Woman makes list to help her cope following second divorce


A woman has a “f*** it list” instead of a bucket list – full of things she refuses to do anymore – and says it helped her improve her life.

Leah Marie Mazur, 41, made a f*** it list after her second divorce in 2018, hoping it would help her “clear out” the people in her life she felt didn’t respect her or bring her peace.

Leah said that f*** it lists are just like bucket lists as they give you a goal to work towards but with things you need to let go of and no longer tolerate in life.

Her list includes not worrying about what people think, being mindful of her inner critic and being her own cheerleader.

Leah, a divorce recovery coach, from the state of New York said: “One thing on my list was not keeping people in my life who do not respect me or honour my boundaries.

“That was a big one for me. I think especially as women, we are a lot more likely to tolerate behaviour that negatively impacts your wellbeing because we feel obligated or feel guilt if we don’t.

“That was something I had to learn the hard way and to say I only want healthy relationships in my life from this point forward.

“I am the one that is in control of that and the one who can set those boundaries to cut people out of my life who just don’t align with who I am now or want to be.”

She said you need to think of what you want to let go of when you create the list, with Leah saying she only says yes to things that bring her closer to where she needs to be in life.

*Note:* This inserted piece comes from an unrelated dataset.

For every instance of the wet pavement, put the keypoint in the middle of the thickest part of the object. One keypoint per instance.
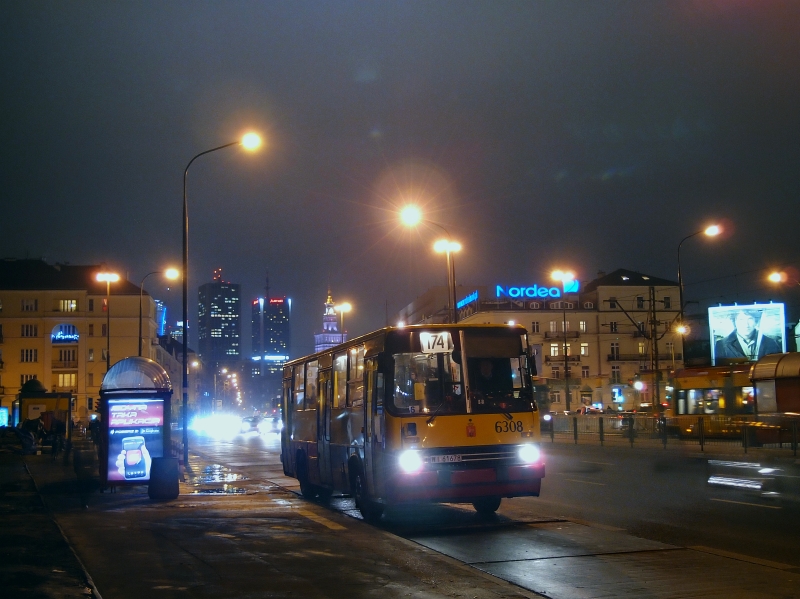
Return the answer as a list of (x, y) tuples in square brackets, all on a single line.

Leah said that the majority of her f*** it list has been ticked off, but some of them remain an “ongoing process”.

She said: “I feel like most of them I have done, but then I create new ones as I go because I am always trying to push myself and grow.

“It is an ongoing process, it is not necessarily something that you can just tick off and then say ‘OK, that is done’

“It is something that you want to be adding onto as you go.”

Leah’s list included not keeping people in my life who do not respect her or honour her boundaries and getting rid of anything impeding herpeace.

She said: “There were certain habits – I gave up caffeine and alcohol and I started working out more.

“For that, my f*** it list was to stop doing things that weren’t healthy for my body and start doing that were more healthy for my body.

“As I was tuning into myself and being honest with myself, I realised that those things didn’t make me feel good.

“When it came to caffeine I didn’t like feeling that I needed it or relying on something to function.

“With alcohol, every time I drink, even if it was a glass of wine, I just didn’t feel great.

“My body was never happy about the fact I put alcohol into it.”

Traditionally, New Year is a time when people reflect and create resolutions for the upcoming year, but Leah said there are no rules when it comes to reflecting on your f*** it list.

She said: “For me, it was a specific life event, something happened to me that was the catalyst for me having to get very clear on where I wanted to go.

“At that moment, I had to create this list to determine what that looked like in real life.”